Fino a qualche anno fa, eravamo in grado di ricordare una quantità di numeri di telefono, ma anche le date dei compleanni e gli indirizzi dei nostri amici; osavamo persino guidare basandoci sul nostro GPS interno, e non su un’applicazione. Quei giorni sembrano così lontani… È come se avessimo progressivamente abbandonato la nostra memoria a favore di quella del telefono, del computer o di qualsiasi altro strumento tecnologico. Paradossalmente, è come se l’accesso sempre più facile a una moltitudine di informazioni su server esterni fosse accompagnato da una difficoltà sempre maggiore a codificare, immagazzinare e ricordare quelle informazioni all’interno della nostra memoria. È come se l’aumento delle dimensioni di questa memoria esterna andasse di pari passo con la riduzione del volume e della qualità della nostra memoria interna. Che cosa è successo ai nostri ricordi per renderli meno affidabili e meno utili dei dati memorizzati su hard disk esterni o addirittura nel cloud? Codificate con noncuranza, archiviate senza alcun legame con ciò che conosciamo, organizzate male, mai cercate, le tracce della nostra memoria si rivelano a volte del tutto inutilizzabili. E tutto questo sembra sempre più frequente.
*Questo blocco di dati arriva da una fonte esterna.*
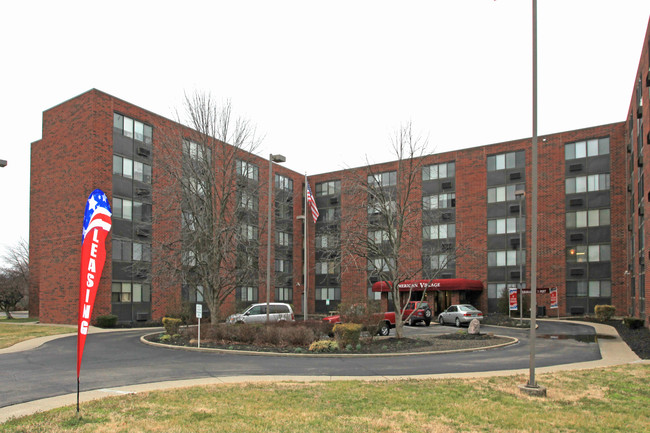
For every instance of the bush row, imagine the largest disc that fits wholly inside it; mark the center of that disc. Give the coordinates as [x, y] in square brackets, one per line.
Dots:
[278, 335]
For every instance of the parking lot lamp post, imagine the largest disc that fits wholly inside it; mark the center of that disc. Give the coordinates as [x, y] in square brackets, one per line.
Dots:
[272, 159]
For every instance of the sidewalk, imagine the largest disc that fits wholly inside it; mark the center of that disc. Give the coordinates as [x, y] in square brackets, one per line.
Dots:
[612, 348]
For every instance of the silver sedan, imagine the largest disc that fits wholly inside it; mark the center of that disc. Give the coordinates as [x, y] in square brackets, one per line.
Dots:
[457, 314]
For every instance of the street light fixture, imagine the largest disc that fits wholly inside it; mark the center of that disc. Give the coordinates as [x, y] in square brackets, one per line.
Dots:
[272, 159]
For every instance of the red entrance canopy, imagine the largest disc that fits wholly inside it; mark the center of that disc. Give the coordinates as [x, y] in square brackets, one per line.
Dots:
[440, 285]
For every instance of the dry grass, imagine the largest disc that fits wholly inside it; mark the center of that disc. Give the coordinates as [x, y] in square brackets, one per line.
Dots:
[11, 334]
[603, 400]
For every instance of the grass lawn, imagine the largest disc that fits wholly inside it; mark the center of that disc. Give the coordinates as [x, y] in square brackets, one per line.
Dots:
[603, 400]
[11, 334]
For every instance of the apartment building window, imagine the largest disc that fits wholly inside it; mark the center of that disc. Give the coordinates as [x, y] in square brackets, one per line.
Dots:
[439, 201]
[388, 178]
[249, 232]
[504, 193]
[589, 288]
[131, 128]
[439, 261]
[506, 258]
[378, 236]
[589, 253]
[246, 294]
[587, 148]
[581, 184]
[141, 252]
[248, 201]
[327, 268]
[283, 183]
[196, 151]
[122, 208]
[439, 171]
[332, 187]
[328, 294]
[283, 266]
[121, 250]
[283, 239]
[283, 294]
[588, 218]
[248, 170]
[505, 161]
[502, 226]
[439, 231]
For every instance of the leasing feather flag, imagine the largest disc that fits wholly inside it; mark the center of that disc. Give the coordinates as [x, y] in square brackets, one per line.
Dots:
[96, 225]
[312, 204]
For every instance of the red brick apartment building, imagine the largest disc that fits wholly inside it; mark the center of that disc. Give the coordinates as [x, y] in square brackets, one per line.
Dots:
[591, 238]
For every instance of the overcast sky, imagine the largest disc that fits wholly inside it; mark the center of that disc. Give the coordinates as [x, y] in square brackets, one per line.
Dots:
[326, 83]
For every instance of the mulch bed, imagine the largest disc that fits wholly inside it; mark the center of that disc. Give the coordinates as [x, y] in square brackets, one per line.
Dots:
[378, 345]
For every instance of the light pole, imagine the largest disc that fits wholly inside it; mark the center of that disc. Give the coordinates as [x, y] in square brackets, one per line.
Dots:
[272, 159]
[519, 194]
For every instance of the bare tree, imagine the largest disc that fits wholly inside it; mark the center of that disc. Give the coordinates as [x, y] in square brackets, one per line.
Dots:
[387, 238]
[214, 188]
[14, 277]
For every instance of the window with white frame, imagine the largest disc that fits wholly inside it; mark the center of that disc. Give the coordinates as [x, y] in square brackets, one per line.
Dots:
[327, 267]
[283, 238]
[593, 182]
[503, 161]
[586, 148]
[589, 253]
[132, 128]
[328, 293]
[283, 183]
[506, 258]
[439, 261]
[588, 218]
[388, 178]
[331, 187]
[246, 294]
[503, 193]
[439, 171]
[439, 231]
[248, 170]
[439, 201]
[283, 294]
[502, 226]
[378, 236]
[249, 232]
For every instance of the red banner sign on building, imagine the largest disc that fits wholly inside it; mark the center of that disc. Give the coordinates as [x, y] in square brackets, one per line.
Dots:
[96, 226]
[513, 298]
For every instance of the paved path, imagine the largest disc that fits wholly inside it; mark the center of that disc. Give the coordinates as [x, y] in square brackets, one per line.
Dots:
[117, 362]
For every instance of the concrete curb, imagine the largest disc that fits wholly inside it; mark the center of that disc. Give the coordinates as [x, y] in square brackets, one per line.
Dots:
[512, 341]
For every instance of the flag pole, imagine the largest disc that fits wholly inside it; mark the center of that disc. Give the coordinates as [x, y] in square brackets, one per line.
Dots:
[304, 259]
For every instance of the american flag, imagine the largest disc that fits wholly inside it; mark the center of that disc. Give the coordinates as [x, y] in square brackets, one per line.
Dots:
[97, 213]
[312, 203]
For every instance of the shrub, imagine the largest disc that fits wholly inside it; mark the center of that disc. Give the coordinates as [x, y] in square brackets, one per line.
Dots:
[347, 334]
[633, 322]
[604, 312]
[107, 321]
[324, 346]
[171, 325]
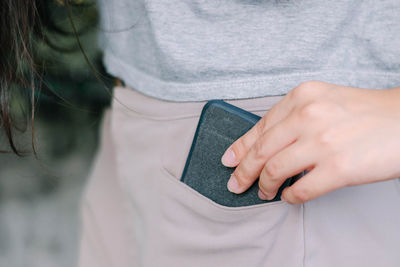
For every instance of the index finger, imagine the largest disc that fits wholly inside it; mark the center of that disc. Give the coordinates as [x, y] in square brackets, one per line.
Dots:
[238, 150]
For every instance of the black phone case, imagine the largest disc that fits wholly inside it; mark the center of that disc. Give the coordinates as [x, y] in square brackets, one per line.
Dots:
[220, 124]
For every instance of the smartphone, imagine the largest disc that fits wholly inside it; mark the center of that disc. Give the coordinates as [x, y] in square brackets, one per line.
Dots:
[220, 124]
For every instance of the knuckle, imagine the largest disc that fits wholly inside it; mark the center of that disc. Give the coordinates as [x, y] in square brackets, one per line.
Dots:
[259, 150]
[310, 111]
[260, 127]
[308, 88]
[271, 170]
[301, 194]
[340, 165]
[326, 139]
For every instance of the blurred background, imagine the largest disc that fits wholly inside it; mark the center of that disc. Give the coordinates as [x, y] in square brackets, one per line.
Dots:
[39, 195]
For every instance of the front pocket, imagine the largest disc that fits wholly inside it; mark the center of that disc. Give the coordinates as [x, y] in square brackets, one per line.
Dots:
[199, 232]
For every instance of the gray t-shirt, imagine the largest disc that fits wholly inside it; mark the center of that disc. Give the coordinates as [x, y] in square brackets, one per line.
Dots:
[184, 50]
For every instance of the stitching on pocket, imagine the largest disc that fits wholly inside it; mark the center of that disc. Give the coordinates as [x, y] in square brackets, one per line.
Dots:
[201, 197]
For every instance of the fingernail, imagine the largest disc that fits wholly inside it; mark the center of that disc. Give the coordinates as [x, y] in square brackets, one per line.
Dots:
[262, 196]
[233, 185]
[229, 158]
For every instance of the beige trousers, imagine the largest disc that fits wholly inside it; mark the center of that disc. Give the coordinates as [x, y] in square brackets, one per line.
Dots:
[136, 212]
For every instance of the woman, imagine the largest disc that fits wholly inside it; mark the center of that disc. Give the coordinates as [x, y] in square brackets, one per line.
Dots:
[175, 55]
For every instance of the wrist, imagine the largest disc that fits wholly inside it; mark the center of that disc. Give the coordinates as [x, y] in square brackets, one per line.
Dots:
[390, 101]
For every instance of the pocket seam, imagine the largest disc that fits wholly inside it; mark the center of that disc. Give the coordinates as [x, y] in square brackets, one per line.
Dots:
[204, 199]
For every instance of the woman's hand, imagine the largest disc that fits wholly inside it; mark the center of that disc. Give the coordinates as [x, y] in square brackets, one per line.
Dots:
[343, 136]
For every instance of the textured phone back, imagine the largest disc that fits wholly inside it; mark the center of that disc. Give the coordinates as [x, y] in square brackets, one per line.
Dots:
[219, 126]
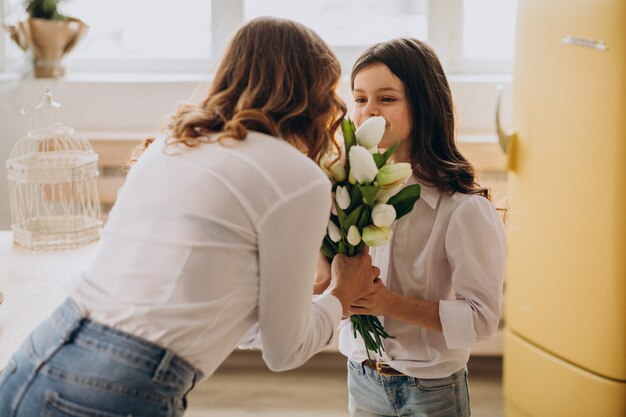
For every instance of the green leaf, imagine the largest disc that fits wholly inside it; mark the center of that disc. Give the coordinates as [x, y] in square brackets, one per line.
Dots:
[352, 219]
[349, 137]
[404, 201]
[356, 197]
[341, 215]
[369, 193]
[365, 218]
[341, 247]
[387, 154]
[327, 250]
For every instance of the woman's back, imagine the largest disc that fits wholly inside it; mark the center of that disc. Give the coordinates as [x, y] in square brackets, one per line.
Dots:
[184, 273]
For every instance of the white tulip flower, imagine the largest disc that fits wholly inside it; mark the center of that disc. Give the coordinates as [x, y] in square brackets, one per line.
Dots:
[383, 215]
[371, 132]
[333, 231]
[376, 236]
[354, 237]
[342, 197]
[362, 165]
[332, 166]
[394, 175]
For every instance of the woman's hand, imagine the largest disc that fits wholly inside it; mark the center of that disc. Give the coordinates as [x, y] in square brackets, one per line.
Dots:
[352, 278]
[322, 275]
[376, 303]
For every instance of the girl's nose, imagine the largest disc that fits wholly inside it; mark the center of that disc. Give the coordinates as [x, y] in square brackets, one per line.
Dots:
[370, 109]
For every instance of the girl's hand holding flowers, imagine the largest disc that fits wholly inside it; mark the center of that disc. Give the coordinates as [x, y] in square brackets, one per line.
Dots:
[377, 303]
[369, 195]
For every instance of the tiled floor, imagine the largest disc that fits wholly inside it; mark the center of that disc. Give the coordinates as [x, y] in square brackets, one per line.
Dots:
[244, 387]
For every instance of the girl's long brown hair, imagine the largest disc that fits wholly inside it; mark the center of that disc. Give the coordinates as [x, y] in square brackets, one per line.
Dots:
[276, 77]
[433, 153]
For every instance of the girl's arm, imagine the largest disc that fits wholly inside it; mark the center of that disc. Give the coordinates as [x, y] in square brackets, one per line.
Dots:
[382, 302]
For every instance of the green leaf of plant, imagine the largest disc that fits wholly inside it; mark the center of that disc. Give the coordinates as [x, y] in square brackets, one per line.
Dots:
[341, 247]
[404, 201]
[356, 197]
[369, 193]
[341, 215]
[365, 218]
[352, 219]
[328, 248]
[349, 137]
[387, 154]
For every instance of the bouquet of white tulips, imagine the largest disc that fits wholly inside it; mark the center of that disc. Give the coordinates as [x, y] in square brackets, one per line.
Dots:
[369, 195]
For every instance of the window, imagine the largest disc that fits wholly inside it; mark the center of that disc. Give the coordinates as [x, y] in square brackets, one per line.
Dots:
[470, 36]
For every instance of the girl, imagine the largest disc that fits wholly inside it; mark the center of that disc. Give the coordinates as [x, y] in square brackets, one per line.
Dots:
[442, 273]
[204, 240]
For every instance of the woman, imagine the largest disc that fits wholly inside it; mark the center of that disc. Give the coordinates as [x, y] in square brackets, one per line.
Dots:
[215, 229]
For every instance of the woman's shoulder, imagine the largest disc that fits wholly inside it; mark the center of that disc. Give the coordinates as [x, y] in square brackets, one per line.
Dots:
[470, 204]
[281, 158]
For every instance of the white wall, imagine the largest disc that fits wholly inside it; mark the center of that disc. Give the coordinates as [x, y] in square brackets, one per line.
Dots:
[139, 104]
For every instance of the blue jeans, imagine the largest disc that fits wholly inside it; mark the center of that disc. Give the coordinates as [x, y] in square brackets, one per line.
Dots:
[371, 394]
[71, 366]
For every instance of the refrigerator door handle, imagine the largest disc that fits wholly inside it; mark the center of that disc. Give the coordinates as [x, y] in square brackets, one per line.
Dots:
[585, 42]
[506, 139]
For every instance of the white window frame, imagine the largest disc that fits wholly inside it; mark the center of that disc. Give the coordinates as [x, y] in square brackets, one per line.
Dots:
[445, 20]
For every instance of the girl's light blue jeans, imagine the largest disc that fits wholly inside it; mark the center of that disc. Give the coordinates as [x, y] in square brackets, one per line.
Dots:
[71, 366]
[371, 394]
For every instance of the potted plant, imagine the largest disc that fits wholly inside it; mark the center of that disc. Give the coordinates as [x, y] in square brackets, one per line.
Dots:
[49, 34]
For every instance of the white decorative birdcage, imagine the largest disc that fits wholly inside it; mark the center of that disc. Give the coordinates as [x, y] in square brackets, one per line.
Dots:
[53, 192]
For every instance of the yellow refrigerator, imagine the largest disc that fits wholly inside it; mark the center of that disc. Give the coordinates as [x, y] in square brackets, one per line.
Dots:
[565, 336]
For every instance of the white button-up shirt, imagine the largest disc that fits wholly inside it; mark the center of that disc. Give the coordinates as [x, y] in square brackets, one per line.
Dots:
[449, 249]
[203, 244]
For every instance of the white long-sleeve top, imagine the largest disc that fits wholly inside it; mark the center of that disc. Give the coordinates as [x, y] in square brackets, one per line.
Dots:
[449, 249]
[202, 244]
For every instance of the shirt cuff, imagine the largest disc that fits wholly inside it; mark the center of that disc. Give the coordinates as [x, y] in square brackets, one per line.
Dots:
[333, 308]
[457, 321]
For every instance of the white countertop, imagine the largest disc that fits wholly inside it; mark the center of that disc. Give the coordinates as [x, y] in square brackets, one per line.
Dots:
[31, 282]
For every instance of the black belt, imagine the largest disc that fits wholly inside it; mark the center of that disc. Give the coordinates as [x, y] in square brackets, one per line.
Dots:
[382, 368]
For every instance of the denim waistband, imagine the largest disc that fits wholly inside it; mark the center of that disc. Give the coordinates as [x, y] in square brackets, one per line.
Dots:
[73, 325]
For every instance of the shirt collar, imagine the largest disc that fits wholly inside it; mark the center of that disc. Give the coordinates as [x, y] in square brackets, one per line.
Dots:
[429, 194]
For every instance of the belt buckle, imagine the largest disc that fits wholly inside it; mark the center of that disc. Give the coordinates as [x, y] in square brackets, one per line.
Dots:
[380, 368]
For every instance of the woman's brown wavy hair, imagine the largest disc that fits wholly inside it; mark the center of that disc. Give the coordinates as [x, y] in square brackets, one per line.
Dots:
[433, 153]
[276, 77]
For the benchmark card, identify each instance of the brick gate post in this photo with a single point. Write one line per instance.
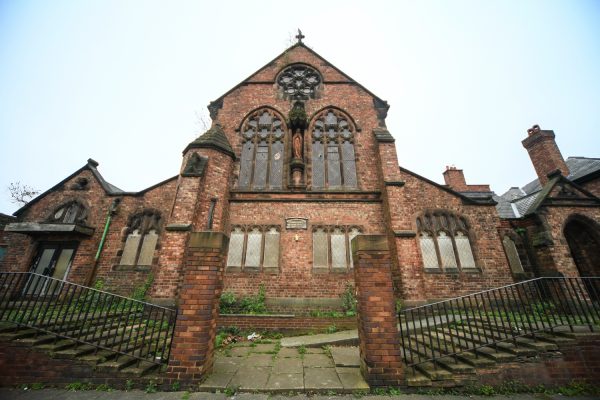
(192, 350)
(380, 354)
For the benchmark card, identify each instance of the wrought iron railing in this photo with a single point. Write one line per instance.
(447, 329)
(88, 316)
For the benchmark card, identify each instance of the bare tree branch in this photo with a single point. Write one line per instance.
(21, 194)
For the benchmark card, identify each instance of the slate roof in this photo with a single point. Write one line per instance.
(213, 138)
(579, 167)
(516, 203)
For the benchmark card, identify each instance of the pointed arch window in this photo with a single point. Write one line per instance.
(444, 241)
(261, 164)
(333, 156)
(142, 237)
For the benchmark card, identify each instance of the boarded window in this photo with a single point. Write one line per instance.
(333, 157)
(512, 254)
(271, 249)
(428, 251)
(261, 161)
(463, 247)
(320, 244)
(142, 239)
(446, 250)
(338, 249)
(236, 248)
(253, 248)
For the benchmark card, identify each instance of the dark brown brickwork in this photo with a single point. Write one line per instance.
(192, 350)
(544, 153)
(380, 354)
(296, 324)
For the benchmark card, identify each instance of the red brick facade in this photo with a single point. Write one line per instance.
(386, 200)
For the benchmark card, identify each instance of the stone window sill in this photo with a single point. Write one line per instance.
(134, 268)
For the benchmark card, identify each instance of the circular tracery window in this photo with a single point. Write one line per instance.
(299, 81)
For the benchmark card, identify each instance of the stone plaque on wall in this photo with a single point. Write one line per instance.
(296, 223)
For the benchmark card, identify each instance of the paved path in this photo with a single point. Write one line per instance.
(53, 394)
(267, 367)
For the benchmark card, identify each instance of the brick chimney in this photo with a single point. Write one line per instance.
(455, 178)
(544, 153)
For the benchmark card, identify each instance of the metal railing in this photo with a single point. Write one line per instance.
(87, 316)
(447, 329)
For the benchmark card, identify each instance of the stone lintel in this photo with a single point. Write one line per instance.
(408, 234)
(178, 227)
(208, 240)
(370, 243)
(32, 228)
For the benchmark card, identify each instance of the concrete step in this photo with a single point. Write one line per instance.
(342, 338)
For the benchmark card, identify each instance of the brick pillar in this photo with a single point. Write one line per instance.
(380, 355)
(192, 350)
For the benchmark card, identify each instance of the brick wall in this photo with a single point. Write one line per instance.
(285, 323)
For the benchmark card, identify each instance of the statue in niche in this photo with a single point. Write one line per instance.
(297, 145)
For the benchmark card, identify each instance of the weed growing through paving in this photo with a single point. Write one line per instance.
(129, 385)
(151, 387)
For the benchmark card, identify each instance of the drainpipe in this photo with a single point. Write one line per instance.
(111, 210)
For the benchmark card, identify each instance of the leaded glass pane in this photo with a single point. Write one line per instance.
(131, 246)
(446, 250)
(351, 235)
(334, 177)
(320, 257)
(148, 246)
(349, 164)
(338, 249)
(276, 173)
(271, 249)
(465, 254)
(236, 248)
(318, 167)
(253, 248)
(512, 254)
(428, 251)
(246, 165)
(260, 166)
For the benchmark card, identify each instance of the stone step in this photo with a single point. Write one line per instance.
(117, 364)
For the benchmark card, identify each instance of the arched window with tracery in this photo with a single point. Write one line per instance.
(261, 164)
(142, 237)
(333, 157)
(444, 241)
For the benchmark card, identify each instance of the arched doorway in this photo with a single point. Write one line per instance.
(583, 238)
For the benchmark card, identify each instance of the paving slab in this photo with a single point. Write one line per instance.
(321, 379)
(320, 340)
(345, 356)
(257, 360)
(288, 352)
(251, 378)
(317, 361)
(262, 348)
(352, 378)
(217, 380)
(240, 351)
(226, 365)
(288, 366)
(286, 382)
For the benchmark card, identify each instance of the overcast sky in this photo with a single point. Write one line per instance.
(126, 82)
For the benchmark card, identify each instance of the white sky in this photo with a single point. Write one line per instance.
(124, 82)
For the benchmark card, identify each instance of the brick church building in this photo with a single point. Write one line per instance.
(298, 161)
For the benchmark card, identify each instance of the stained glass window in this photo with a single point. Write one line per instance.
(261, 161)
(444, 241)
(333, 157)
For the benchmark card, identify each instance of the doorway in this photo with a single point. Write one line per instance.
(583, 238)
(53, 260)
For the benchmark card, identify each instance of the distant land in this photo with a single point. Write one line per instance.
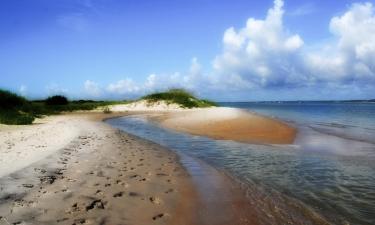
(304, 101)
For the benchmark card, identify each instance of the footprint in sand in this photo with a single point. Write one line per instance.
(169, 191)
(96, 204)
(158, 216)
(155, 200)
(118, 194)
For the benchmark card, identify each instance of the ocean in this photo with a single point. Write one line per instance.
(328, 172)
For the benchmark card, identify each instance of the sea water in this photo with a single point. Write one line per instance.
(329, 171)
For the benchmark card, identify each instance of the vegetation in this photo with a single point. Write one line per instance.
(179, 96)
(15, 109)
(57, 100)
(107, 110)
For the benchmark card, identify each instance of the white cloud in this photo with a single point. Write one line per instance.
(73, 21)
(92, 88)
(124, 87)
(265, 54)
(262, 53)
(54, 89)
(305, 9)
(23, 90)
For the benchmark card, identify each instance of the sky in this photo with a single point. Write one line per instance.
(224, 50)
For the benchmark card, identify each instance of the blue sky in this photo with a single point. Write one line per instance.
(223, 50)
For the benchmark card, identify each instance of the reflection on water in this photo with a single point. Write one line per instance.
(337, 185)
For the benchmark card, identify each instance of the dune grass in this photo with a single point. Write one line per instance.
(17, 110)
(179, 96)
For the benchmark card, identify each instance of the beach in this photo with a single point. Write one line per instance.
(229, 124)
(75, 169)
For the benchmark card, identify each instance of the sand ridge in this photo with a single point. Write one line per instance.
(102, 176)
(229, 124)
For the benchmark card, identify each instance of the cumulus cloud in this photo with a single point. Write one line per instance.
(73, 21)
(261, 54)
(124, 87)
(54, 89)
(92, 88)
(23, 90)
(265, 54)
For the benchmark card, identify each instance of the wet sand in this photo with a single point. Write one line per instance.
(104, 176)
(229, 124)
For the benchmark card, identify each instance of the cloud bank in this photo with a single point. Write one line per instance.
(265, 55)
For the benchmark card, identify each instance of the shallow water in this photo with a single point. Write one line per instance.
(329, 174)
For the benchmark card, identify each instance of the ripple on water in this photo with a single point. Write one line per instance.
(285, 182)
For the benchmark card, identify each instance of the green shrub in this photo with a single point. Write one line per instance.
(9, 100)
(15, 117)
(57, 100)
(179, 96)
(107, 110)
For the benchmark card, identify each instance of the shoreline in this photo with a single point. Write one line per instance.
(96, 152)
(228, 124)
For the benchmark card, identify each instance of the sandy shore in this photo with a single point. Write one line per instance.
(229, 124)
(75, 169)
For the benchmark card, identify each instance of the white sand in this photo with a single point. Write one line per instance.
(21, 146)
(144, 105)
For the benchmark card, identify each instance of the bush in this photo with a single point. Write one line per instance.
(179, 96)
(57, 100)
(107, 110)
(9, 100)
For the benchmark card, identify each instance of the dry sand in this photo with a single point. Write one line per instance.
(75, 169)
(229, 124)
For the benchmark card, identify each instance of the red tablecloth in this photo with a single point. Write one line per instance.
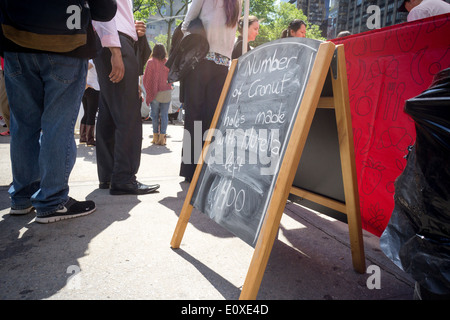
(385, 67)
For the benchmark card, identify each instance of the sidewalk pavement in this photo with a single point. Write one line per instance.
(122, 250)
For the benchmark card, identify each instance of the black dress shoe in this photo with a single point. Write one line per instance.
(104, 185)
(132, 188)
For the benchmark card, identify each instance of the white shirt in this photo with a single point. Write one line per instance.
(428, 8)
(212, 14)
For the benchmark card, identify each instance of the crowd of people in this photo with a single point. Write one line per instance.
(46, 76)
(102, 74)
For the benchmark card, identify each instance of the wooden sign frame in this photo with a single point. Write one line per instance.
(330, 58)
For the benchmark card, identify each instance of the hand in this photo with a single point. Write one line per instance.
(140, 28)
(117, 66)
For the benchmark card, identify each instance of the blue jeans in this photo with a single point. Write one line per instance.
(44, 93)
(160, 109)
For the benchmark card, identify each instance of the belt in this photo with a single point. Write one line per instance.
(127, 36)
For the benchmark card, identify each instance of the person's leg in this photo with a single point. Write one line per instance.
(83, 128)
(164, 113)
(123, 129)
(4, 105)
(26, 99)
(202, 90)
(91, 111)
(44, 146)
(154, 113)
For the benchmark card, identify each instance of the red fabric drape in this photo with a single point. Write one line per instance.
(385, 67)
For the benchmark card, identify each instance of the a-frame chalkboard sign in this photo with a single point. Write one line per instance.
(257, 136)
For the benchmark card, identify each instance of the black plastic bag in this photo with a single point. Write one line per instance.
(417, 238)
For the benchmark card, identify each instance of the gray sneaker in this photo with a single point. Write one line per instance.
(71, 209)
(18, 212)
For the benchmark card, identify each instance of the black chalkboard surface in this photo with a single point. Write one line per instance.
(241, 166)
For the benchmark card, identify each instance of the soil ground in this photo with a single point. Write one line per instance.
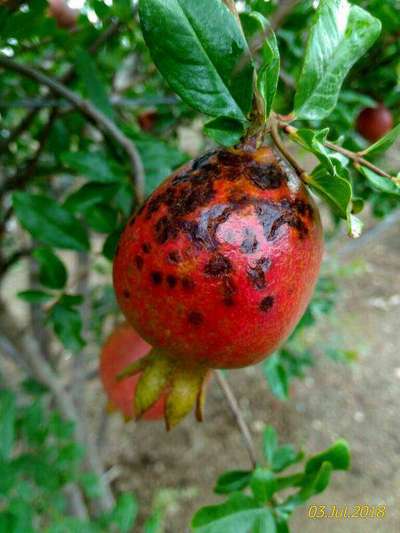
(359, 403)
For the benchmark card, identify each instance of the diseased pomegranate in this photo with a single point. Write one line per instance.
(217, 267)
(374, 122)
(123, 347)
(63, 14)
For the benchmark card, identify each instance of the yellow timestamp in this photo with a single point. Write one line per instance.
(340, 512)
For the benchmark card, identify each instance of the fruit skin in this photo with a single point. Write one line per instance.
(123, 347)
(374, 122)
(220, 263)
(64, 15)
I consulti per verificare le capacità di memoria non sono mai stati così richiesti: non solo da persone anziane, come accadeva in passato, ma anche da giovani intorno ai trent’anni e addirittura da bambini, che lamentano di non riuscire a memorizzare nuove conoscenze o di non essere in grado di evocare vecchi ricordi. Fortunatamente, nella maggior parte dei casi si tratta solo di un’impressione soggettiva, senza una reale perdita della capacità di memoria, e le valutazioni rivelano la presenza di una facoltà intatta, ma che fatica a essere utilizzata. Il motivo è semplice. Una buona memoria è quella che ci permette di codificare, immagazzinare e richiamare le informazioni su richiesta. Allora perché abbiamo la sensazione che da qualche tempo la nostra memoria non funzioni più?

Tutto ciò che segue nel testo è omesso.